Komisarz Ewelina Wrona, pracująca w biurze prasowym Policji Podkarpackiej, przekazała Polskiej Agencji Prasowej istotne informacje o tym zdarzeniu. Z jej słów wynika, że do tego niecodziennego incydentu doszło około godziny 19 w piątkowy wieczór na ulicy Staszica w Stalowej Woli. Zaznaczyła przy tym, że siły policyjne nie otrzymały żadnego zgłoszenia o zdarzeniu.
„Jednakże, po tym jak informacje o tym zdarzeniu rozprzestrzeniły się w mediach, policjanci udali się na miejsce zdarzenia. Nie zastali tam ani ciała kobiety, ani karawanu, ale świadkowie potwierdzili, że do takiego incydentu faktycznie doszło” – powiedziała Komisarz Wrona.
Obecnie, policjanci przeprowadzają czynności mające na celu wyjaśnienie szczegółów tego zdarzenia. Wśród nich jest przesłuchanie świadków. Jak dodała oficer Wrona, prowadzone jest również śledztwo w celu ustalenia, czy doszło do naruszenia art. 262 Kodeksu karnego, który mówi o zbezczeszczeniu zwłok. Za takie przestępstwo grozi kara do dwóch lat pozbawienia wolności.

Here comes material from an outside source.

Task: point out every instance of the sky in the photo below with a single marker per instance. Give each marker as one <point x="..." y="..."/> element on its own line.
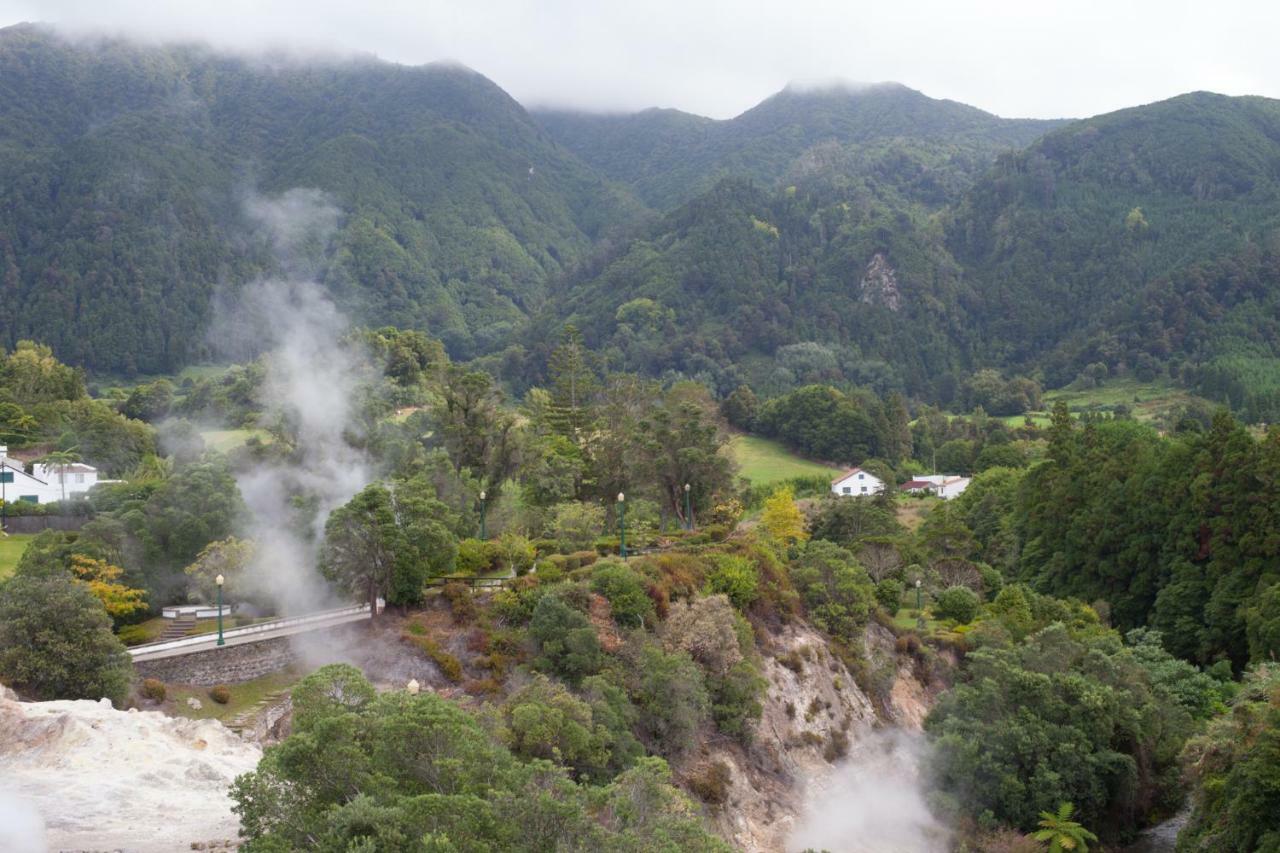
<point x="1014" y="58"/>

Zwłoki wypadły z karawanu na jednej z ulic Stalowej Woli. Portal donosił, że mężczyzna jadący samochodem nagle zauważył na swojej szybie prześcieradło. „Zsunęło się ono moment później, ukazując leżącą na jezdni kobietę. Kierujący pojazdem początkowo myślał, że jest świadkiem wypadku drogowego, ale okazało się, że ciało kobiety było przewożone przez karawan, który je zgubił” – można przeczytać na stronie internetowej portalu.